Вова обернулся – Алексей действительно стоял на том же месте и смотрел им вслед.

– Да, смотрит, – ответил он, – а что случилось-то?

– А то, что был у меня действительно в детстве друг, Лёшка Федотов. Только утонул он! Как раз в тот год я в последний раз в этой деревне и был, – пояснил Саша, не сбавляя темпа.

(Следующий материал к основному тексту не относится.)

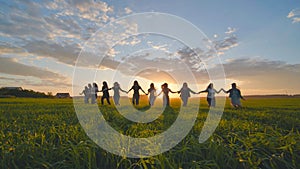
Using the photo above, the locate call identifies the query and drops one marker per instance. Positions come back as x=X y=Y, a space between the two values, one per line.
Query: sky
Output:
x=60 y=46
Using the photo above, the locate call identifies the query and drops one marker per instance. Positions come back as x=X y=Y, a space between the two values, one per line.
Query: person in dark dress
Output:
x=105 y=91
x=136 y=95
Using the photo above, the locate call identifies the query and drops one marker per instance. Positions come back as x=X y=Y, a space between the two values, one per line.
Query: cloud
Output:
x=127 y=10
x=11 y=66
x=294 y=15
x=273 y=76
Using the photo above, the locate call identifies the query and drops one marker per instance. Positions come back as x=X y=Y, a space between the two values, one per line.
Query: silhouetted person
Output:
x=152 y=94
x=86 y=93
x=105 y=92
x=136 y=95
x=94 y=91
x=235 y=95
x=117 y=90
x=165 y=91
x=210 y=98
x=185 y=93
x=89 y=91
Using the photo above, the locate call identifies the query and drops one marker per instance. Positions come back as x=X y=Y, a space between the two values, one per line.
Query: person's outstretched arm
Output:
x=241 y=95
x=130 y=90
x=203 y=91
x=122 y=90
x=225 y=90
x=218 y=91
x=172 y=91
x=192 y=91
x=143 y=91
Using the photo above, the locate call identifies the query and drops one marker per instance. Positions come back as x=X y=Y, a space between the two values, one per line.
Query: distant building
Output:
x=62 y=95
x=12 y=88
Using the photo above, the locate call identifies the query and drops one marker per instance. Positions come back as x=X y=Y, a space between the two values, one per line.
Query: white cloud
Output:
x=127 y=10
x=11 y=66
x=273 y=76
x=294 y=15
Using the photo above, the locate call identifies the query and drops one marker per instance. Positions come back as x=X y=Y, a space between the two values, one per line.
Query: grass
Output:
x=45 y=133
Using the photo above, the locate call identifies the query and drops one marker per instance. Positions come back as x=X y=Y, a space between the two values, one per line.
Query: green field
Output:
x=45 y=133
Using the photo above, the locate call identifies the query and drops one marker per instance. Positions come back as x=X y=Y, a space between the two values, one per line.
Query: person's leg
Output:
x=137 y=100
x=133 y=99
x=213 y=102
x=208 y=101
x=107 y=99
x=184 y=101
x=116 y=100
x=167 y=101
x=102 y=100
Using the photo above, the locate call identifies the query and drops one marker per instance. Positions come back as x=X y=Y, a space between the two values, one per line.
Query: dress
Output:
x=211 y=97
x=235 y=95
x=152 y=96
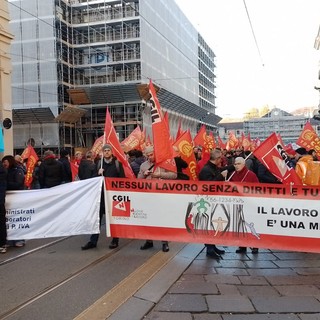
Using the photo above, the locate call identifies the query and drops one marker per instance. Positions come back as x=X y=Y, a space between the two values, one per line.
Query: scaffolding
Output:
x=98 y=44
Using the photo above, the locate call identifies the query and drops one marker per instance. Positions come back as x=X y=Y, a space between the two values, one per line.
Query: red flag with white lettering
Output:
x=272 y=155
x=133 y=140
x=309 y=138
x=161 y=136
x=31 y=163
x=110 y=137
x=97 y=146
x=184 y=144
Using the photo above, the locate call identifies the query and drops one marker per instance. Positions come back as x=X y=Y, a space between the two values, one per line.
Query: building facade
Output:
x=73 y=58
x=279 y=121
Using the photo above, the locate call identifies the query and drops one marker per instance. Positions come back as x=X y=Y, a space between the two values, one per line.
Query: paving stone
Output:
x=307 y=271
x=262 y=256
x=192 y=277
x=225 y=279
x=261 y=264
x=228 y=289
x=229 y=304
x=253 y=280
x=300 y=290
x=199 y=269
x=202 y=287
x=293 y=280
x=272 y=272
x=207 y=316
x=231 y=264
x=182 y=303
x=257 y=291
x=286 y=304
x=133 y=309
x=168 y=316
x=296 y=256
x=303 y=263
x=260 y=317
x=314 y=316
x=232 y=271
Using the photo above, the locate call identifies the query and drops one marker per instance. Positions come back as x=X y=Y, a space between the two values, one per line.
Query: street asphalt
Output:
x=270 y=285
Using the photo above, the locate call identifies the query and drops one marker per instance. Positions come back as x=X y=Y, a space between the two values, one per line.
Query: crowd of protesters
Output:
x=221 y=165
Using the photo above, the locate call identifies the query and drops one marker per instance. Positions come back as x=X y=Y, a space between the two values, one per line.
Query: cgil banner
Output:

– Подожди, – начал Вовка, – может, его откачали, а ты не знал? Сам же говоришь, в деревне не был.

– Вова, не тупи! – рявкнул Александр. – Я его в гробу видел! Помню, как мать его убивалась.

Он, в отличие от нас, местным был. По нему тогда полдеревни горевало. Хороший парень… – Саша с пару секунд помолчал и, добавив: – Был, – прибавил шагу.

Буквально влетев в дом, он запер дверь на засов.

– Слушай, какая-то чертовщина творится. Может, не зря мой отец сюда ехать не хотел. Он в этой деревне из нашей семьи был последним. Может, уже тогда что-то происходило, – произнёс Александр.